The Perryman’s Family Farm Through the Generations

Friday 05 April 2024

By Stacie Collins, Ph. D.  

In the early to mid-1940s, Curtis Perryman of Neshoba County and Walter Fulton of Kemper were cattle and tree farmers in Mississippi. They grew other crops, such as cotton and vegetables. Over the years, they took time to explain the value of land and the importance of growing your food. Both Curtis and Walter held jobs in addition to farming. Curtis was a dairy farmer and an educator. He had a very distinct love for farming that stemmed from his childhood as the son of the county agent for Negro farmers during the 1920s. Walter was a blue-collar worker at U. S. Motors, which Emerson later purchased before he retired. Both of their wives were homemakers and periodically held jobs outside the home for only short periods. Over the years, the families were blessed with children. Curtis and Louise Perryman had one girl – Dixie, and three boys – Jimmie, Walter, Homer, and Willie. Walter and Minnie had two girls – Walterine and Alice.  

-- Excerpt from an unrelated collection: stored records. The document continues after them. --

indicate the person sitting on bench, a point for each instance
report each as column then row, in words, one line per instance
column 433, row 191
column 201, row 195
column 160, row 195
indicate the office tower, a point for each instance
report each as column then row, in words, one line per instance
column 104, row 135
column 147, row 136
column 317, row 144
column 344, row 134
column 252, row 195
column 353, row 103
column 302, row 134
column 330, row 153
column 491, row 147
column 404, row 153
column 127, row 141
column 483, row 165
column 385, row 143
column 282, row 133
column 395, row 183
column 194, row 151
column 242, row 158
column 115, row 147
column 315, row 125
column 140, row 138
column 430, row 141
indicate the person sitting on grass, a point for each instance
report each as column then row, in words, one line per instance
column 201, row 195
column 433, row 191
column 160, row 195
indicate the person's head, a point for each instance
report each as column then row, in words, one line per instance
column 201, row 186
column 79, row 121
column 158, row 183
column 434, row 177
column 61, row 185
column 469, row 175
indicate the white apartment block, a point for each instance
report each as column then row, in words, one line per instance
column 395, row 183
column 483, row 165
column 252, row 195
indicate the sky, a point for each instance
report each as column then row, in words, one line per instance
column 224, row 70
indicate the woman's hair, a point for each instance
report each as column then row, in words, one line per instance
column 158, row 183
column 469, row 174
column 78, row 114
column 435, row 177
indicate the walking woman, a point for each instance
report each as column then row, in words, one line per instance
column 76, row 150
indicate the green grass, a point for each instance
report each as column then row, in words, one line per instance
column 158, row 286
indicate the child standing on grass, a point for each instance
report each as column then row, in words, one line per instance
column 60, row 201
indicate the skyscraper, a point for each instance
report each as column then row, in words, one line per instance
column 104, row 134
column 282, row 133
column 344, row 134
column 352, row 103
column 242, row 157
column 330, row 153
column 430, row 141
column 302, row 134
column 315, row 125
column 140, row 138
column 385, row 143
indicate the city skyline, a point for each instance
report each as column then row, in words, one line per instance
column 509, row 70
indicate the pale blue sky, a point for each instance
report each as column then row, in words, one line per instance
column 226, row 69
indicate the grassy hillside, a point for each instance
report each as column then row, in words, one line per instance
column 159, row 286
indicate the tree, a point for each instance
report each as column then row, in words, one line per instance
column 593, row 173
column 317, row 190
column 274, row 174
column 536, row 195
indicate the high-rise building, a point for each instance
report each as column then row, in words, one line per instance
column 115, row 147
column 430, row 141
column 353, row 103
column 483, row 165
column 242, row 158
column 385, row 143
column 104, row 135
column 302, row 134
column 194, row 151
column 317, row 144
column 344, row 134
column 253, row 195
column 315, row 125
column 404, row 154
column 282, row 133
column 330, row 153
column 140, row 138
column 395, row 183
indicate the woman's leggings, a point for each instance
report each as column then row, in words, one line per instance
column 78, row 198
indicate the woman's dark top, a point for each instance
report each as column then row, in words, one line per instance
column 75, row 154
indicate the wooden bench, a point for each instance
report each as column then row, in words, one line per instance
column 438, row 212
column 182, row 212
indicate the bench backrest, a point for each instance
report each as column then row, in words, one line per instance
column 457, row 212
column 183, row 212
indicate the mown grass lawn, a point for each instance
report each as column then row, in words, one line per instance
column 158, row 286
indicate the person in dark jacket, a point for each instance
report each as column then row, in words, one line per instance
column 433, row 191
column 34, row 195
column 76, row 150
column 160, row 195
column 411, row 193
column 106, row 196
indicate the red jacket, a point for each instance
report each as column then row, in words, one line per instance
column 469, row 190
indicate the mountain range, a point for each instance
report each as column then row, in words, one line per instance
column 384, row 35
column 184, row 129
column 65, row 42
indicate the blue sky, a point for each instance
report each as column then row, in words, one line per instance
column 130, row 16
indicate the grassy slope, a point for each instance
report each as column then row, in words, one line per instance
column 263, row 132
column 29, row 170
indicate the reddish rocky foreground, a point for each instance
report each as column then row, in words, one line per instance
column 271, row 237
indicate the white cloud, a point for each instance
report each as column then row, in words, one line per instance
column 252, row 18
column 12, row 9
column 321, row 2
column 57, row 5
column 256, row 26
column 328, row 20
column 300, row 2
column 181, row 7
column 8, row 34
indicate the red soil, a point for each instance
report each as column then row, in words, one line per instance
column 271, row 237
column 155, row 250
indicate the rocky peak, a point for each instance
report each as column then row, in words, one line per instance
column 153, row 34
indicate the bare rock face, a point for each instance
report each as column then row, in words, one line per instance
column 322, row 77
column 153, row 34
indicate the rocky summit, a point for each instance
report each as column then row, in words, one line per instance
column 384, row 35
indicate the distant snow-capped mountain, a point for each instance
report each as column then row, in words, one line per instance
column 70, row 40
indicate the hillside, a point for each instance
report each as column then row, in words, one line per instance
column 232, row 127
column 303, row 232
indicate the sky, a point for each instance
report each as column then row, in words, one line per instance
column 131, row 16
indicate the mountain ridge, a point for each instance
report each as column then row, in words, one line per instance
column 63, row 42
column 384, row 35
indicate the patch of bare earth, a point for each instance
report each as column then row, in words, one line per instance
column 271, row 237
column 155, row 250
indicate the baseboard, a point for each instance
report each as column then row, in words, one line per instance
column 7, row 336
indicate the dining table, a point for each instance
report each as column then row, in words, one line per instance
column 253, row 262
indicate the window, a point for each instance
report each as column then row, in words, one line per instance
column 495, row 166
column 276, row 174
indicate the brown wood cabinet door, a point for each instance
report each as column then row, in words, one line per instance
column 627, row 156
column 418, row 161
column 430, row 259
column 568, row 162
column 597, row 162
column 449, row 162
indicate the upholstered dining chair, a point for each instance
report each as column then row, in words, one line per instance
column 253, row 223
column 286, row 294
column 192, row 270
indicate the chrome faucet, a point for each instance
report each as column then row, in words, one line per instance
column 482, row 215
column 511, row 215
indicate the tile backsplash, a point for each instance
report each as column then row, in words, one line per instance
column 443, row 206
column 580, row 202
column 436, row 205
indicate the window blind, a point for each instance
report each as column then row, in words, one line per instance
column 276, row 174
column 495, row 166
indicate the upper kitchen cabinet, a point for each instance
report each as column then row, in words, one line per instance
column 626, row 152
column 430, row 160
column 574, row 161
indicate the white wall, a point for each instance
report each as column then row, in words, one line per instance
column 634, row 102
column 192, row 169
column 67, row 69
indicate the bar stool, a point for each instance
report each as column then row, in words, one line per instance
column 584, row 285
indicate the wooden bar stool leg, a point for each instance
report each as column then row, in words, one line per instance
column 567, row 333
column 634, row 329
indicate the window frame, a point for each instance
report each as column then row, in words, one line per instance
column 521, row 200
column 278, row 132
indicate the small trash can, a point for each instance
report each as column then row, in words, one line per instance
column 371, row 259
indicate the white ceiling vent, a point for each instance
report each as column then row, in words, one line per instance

Fast forwarding to the mid-1970s, Walter, son of the late Curtis and Louise Perryman, and Alice, daughter of the late Walter and Minnie Fulton, married and continued the tradition of the two families. Walter and Alice, like their parents, held jobs outside of the home and in addition to farming. Both were educators who invested 25+ years of service in educating children. For over 20 years, Walter and Alice worked raised Jersey, Black Angus, and Herford cattle and invested in a tree farm. They grew market vegetables such as peas and cucumbers in the summer and used this time to teach their children about work ethic, farming, and harvesting crops. This became a practice that took a substantial amount of time during holiday breaks and after their workday, prepping the land and ensuring the cattle were taken care of properly. While farming has been a hobby for generations in the two families, it was also an effort to build and share wealth with future generations. In 1995, the family experienced the passing of the late Walter Perryman. 

After the passing of Walter, Alice and her son continued the legacy of farming while he attended Mississippi State University, majoring in Mechanical Engineering. Alice shared memories of how her son’s gift and interest in “how things work” played a significant role in farming. Alice Said, “Walter Fitzgerald kept all the equipment in great condition. He would bail hay and continue doing what his dad taught him.” Upon graduation, Walter Fitzgerald secured a job that took him to Houston, TX. Alice and Ashley, her youngest daughter, keep the cattle farm going for a while, but the family later decided to continue the tree farms and give up cattle farming for a while. 

In 2012, Alice and her oldest daughter, Stacie, also an educator, decided to give farming another try. All the family members (Alice, Stacie, Walter, and Ashley) now work together to research and take advantage of every opportunity to learn more about farming and managing to increase productivity. With the help of the local county agent office, an appointment to the local Forestry Commission, and Mr. Frank Taylor and Mr. Allen McReynolds of the Winston County Self-Help Cooperative, Alice and the children have received some excellent advice over the years. 

On July 29, 2023, Mr. Allen McReynolds visited the Perryman Farm, provided guidance on beaver trapping, and shared his expertise in agriculture. Mr. McReynolds and Mr. Taylor provided pointers on the importance of continuing to rotate cattle, reviewed the current implementation of management plans, and provided additional resources that we could look into to enhance the farm. In conclusion, Alice’s dream is to instill into her granddaughters the love and appreciation of land ownership and interest in farming passed across the generations of the Perryman and Fulton families.